Eugene, OR 10/25/18 — Oregon multi-instrumentalist and experimental songwriter Ben Swisher a.k.a Sen Wisher is releasing his third studio album, “Bird Languages,” which responds to three years of dark, alluvial emotions by taking you birdwatching along the Willamette River. It leaves its nest on November 23rd.
With lyrics built from personal journals and google-translated texts, each representing a topography of disorienting and forest-sized feelings, “Bird Languages” takes on the weight and scale of a modern mythology.
The album’s soundscape is many-feathered. Bedroom hymns at an organ slowly take flight. Frustrated drums dissolve into jubilant brass. A viola soars above the birdsong of self-talk below. Bristling nylon strings conjure cross-stitched drones. It’s an intricate vector folk, eagle-eye’d-power-trance, and radio interference from the aviary just down the street.

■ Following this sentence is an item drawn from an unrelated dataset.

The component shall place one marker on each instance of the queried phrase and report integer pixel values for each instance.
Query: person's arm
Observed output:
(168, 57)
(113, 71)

Ben Swisher grew up in the Pacific Northwest and currently spends his days recording the natural sounds of Eugene. He’s performed with the Eugene Symphony and the Deseret Experimental Opera Company, and been commissioned to write scores for Eric Edvalson’s convenience store ode “Cozy Mart” and a ballet about animal courtship rituals for Roxanne Gray’s “Pair.”
His personal output is equally prolific — “Bird Languages” makes for three albums in two years, joined by the bedroom-produced “Belief Society” and the previous Sen Wisher release, the appliance-harmonizing “Vacuum Sing” featuring friends Emily Brown and Lindenfield.
Bird Languages was created in March of this year, at Studio Studio Dada in Provo by Stephen Cope, Stuart Wheeler and Ben Swisher. It was mastered at The Unknown in Anacortes by Nich Wilbur.